ART H 202
(GA;US;IL)
Renaissance to Modern Architecture (3) A survey of Renaissance, Baroque, Rococo, Romantic, Victorian, Modern, Post-Modern, and Contemporary architecture in Europe and America.
ART H 202 Renaissance to Modern Architecture (3)
(GA;US;IL)
(BA) This course meets the Bachelor of Arts degree requirements.
This course is an introduction to Western architecture from approximately A.D. 1400 to the present. Some of the topics covered in this course include the Italian Renaissance, the rebuilding of St. Peter's in Rome, Mannerism, the villas of Palladio, Italian Baroque churches, Spanish Colonial architecture in the Americas, royal French architecture from Francis I to Louis XVI, Late Baroque and Rococo architecture from Bavaria to Russia, Elizabethan to Georgian architecture in England and America, the Industrial Revolution, Neoclassicism from Schinkel to Jefferson, Romanticism and the Gothic Revival, Ecole des Beaux-Arts, Second Empire Paris, Victorian architecture, the Arts & Crafts Movement, Richardsonian Romanesque, the Chicago School, Frank Lloyd Wright, the City Beautiful Movement, Art Nouveau to Futurism, Art Deco skyscrapers, the International Style, the Bauhaus, Le Corbusier, Louis 1. Kahn, PostModernism, Deconstructionsim, and contemporary architecture. . Selected major architects, theories, buildings, and urban developments will be emphasized. Architecture will be considered within the contexts of religion, politics, philosophy, culture, economics, race, gender, society, engineering, and landscape architecture.
The students' understanding of the basic factual information concerning selected buildings will be tested through quizzes. The students' understanding and ability to articulate the conceptual themes of the course will be tested through essay examinations. There will also be a short paper.

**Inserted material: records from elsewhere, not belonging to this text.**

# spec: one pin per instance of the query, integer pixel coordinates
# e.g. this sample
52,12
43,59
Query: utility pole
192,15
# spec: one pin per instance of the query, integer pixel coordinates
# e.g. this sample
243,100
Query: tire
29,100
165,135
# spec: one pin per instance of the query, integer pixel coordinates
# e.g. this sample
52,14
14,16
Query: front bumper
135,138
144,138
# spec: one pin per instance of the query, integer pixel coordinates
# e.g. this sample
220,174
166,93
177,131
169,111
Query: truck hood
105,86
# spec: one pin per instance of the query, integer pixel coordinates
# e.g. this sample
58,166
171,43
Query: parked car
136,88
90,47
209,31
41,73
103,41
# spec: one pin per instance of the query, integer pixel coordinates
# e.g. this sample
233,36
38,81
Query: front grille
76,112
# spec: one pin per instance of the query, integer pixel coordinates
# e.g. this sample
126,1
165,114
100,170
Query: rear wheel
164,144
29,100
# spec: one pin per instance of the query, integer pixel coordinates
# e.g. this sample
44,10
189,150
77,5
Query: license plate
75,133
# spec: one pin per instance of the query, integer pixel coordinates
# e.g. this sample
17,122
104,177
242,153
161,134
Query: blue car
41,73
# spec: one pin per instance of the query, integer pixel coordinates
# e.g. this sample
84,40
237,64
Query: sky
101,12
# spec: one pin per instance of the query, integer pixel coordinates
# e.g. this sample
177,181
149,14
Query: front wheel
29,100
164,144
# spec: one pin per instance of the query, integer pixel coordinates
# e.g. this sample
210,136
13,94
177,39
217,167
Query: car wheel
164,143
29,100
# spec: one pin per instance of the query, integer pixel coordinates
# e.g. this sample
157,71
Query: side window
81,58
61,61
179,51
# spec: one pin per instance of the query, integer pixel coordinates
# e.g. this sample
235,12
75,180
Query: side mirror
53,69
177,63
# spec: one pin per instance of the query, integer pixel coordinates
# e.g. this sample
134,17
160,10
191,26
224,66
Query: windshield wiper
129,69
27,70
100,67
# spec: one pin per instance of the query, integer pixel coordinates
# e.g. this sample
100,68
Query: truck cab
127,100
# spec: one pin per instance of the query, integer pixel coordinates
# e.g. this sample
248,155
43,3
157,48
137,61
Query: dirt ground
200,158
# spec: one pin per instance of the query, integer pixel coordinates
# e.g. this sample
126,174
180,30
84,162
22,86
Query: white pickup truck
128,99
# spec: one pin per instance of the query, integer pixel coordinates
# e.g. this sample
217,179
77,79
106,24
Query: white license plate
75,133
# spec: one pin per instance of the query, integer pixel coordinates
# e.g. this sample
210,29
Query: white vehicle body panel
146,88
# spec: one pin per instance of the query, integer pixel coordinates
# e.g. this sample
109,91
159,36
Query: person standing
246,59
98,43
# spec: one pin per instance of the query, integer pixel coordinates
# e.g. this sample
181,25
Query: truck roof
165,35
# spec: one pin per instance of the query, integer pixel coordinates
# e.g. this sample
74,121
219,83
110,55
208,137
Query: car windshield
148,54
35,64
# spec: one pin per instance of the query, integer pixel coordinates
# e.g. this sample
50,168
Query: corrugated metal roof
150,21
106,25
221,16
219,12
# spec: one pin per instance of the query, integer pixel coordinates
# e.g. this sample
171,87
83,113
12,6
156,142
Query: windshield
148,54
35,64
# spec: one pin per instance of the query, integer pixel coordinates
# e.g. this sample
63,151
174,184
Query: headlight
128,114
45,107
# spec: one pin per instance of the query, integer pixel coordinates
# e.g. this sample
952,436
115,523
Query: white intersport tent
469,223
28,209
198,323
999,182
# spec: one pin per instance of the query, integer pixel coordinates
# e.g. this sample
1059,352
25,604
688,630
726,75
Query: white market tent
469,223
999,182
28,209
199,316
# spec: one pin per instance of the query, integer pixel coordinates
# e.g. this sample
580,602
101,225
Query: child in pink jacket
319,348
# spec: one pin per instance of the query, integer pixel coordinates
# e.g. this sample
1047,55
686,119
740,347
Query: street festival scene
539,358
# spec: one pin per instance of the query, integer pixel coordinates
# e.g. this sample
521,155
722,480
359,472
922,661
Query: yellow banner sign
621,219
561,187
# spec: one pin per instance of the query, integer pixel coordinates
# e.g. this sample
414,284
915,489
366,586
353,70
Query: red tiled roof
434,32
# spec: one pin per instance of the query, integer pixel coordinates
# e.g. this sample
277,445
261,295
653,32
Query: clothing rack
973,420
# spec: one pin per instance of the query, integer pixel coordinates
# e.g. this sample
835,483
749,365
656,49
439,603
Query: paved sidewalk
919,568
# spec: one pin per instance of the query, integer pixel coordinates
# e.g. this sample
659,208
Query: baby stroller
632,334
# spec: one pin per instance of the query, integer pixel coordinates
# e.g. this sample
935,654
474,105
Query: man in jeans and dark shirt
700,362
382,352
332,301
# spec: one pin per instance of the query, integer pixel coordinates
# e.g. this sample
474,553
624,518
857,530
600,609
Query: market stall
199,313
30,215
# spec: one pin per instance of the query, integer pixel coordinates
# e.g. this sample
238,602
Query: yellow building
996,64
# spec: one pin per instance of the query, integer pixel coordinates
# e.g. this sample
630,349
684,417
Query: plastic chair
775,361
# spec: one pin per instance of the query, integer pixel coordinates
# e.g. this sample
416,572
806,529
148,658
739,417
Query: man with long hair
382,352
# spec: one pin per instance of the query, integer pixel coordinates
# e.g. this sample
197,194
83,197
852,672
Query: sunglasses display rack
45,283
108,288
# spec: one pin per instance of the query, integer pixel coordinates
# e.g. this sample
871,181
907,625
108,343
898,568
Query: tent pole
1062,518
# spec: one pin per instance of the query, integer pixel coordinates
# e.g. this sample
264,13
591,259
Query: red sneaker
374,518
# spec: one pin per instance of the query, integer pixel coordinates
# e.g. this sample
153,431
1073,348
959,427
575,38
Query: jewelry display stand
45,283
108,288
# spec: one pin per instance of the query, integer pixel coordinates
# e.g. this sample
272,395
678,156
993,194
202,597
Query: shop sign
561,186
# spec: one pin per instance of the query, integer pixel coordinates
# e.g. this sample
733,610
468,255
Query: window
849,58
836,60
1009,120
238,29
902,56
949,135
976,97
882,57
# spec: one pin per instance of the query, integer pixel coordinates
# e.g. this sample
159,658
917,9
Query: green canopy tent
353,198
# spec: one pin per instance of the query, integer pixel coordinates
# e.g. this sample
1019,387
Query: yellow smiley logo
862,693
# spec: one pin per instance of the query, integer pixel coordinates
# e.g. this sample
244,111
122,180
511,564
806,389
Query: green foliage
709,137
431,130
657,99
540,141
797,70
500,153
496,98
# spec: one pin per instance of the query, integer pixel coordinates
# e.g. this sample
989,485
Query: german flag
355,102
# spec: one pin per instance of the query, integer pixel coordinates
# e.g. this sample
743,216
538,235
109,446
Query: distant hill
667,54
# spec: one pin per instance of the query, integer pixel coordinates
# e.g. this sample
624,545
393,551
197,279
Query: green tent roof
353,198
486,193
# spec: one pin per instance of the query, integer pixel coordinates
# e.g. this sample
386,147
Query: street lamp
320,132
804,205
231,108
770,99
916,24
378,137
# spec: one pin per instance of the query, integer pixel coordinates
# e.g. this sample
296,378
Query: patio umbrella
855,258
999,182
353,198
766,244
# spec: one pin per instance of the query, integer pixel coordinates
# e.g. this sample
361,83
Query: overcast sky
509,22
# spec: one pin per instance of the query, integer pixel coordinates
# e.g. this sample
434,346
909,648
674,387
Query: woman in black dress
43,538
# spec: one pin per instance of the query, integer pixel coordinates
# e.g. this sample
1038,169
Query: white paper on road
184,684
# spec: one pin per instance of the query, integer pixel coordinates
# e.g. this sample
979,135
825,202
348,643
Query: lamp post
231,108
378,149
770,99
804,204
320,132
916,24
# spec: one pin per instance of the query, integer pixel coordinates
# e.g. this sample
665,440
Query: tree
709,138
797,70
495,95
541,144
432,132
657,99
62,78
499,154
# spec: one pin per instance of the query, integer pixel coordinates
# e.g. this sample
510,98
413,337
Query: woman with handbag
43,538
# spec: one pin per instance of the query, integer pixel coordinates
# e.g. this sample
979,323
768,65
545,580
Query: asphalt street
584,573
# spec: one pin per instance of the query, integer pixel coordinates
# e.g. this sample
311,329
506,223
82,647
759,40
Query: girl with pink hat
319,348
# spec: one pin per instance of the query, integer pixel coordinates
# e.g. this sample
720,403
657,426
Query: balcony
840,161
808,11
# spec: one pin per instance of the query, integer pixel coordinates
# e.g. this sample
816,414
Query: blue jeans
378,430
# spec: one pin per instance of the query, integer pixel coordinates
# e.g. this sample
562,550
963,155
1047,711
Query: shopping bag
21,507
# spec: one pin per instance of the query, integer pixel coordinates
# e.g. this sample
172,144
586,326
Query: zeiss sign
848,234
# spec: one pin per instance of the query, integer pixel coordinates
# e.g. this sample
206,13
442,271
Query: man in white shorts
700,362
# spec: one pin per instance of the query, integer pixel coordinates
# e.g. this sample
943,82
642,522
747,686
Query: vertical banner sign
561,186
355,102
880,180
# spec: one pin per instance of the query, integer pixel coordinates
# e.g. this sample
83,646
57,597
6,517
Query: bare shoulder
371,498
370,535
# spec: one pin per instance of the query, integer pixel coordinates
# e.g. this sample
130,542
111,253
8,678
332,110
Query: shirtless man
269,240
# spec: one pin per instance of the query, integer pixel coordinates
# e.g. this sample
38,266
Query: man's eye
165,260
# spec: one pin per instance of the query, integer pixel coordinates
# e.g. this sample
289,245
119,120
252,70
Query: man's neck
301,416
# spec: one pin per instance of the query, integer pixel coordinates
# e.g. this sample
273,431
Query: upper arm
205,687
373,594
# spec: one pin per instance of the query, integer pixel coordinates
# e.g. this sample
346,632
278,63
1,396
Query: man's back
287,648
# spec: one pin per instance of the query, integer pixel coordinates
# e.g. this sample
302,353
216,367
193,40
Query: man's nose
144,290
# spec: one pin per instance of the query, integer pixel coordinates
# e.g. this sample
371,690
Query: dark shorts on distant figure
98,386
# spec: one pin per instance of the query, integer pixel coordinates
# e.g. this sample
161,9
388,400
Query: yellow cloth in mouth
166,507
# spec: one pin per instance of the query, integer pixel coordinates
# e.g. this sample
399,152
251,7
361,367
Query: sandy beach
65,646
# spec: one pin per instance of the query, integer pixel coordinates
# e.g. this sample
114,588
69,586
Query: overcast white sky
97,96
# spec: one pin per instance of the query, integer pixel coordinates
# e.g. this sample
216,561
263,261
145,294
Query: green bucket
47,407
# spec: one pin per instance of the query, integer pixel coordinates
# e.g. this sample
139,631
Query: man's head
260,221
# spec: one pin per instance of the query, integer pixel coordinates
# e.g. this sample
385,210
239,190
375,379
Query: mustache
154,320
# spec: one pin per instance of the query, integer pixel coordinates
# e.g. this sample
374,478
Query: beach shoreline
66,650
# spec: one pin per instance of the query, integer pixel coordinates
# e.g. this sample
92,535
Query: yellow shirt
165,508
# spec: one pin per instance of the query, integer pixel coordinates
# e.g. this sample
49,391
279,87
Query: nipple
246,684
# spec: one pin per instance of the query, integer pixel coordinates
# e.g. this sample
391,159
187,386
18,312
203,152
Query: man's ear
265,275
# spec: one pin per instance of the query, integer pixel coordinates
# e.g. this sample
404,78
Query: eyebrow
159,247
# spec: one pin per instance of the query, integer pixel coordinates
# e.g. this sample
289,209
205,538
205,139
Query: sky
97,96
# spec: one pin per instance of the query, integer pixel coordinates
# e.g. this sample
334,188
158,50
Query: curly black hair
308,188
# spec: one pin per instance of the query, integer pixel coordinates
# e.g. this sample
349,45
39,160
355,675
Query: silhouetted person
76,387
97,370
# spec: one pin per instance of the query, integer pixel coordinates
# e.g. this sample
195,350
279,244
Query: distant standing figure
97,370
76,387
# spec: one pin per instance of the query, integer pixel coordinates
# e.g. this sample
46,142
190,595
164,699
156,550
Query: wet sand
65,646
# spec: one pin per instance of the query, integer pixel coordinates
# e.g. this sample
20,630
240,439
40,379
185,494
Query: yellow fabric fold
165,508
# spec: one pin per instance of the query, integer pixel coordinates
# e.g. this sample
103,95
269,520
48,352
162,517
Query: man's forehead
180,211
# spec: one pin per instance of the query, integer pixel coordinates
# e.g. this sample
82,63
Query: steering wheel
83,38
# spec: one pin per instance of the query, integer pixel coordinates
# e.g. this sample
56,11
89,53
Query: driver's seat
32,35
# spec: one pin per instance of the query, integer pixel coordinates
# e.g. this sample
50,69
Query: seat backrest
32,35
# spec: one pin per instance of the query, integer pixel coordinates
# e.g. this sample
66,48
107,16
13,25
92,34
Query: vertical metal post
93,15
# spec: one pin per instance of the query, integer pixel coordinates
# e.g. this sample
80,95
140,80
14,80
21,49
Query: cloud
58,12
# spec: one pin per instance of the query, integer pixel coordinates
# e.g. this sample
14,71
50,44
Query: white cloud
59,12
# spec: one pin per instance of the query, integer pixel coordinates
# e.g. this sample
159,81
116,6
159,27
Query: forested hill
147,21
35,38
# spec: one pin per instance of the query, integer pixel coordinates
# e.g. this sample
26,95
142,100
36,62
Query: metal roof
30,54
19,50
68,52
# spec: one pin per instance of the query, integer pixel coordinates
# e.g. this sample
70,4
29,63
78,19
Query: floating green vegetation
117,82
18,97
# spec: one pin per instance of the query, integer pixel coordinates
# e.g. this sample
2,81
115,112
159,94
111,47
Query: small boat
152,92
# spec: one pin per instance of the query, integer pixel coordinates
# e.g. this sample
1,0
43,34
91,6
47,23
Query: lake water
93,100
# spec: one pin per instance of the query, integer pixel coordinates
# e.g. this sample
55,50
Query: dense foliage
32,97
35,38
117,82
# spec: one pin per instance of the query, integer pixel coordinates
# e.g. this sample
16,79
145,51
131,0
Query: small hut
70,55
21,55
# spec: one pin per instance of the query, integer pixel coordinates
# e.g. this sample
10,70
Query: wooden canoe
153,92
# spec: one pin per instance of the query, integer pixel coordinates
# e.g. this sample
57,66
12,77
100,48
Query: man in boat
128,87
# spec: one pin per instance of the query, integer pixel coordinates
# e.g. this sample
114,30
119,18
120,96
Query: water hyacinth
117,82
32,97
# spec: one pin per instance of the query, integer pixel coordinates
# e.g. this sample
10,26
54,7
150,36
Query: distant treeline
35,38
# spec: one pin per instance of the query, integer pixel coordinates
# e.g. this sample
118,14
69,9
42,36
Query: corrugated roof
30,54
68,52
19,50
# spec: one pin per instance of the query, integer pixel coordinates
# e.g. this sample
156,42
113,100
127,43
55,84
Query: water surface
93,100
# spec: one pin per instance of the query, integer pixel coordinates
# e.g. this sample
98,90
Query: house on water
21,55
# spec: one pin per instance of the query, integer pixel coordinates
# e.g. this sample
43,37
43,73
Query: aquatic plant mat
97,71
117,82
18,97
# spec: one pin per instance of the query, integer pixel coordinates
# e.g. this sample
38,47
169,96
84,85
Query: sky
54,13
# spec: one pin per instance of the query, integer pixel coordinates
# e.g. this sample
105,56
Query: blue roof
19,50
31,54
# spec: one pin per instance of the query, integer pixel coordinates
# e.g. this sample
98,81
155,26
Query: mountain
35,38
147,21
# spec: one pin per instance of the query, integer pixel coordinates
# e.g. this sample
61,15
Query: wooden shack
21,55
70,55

This course will provide an introduction to Renaissance to contemporary architecture to students of any major. The course has no prerequisite. This course also serves as an introductory foundation course for students in the arts, particularly architecture and landscape architecture. The companion course to Art History 202 is Art History 201, "Ancient to Medieval Architecture," which examines Western architecture before A.D. 1400. Art History 202 is a required course for the Major in Art History and the Interdisciplinary Minor in Architectural History.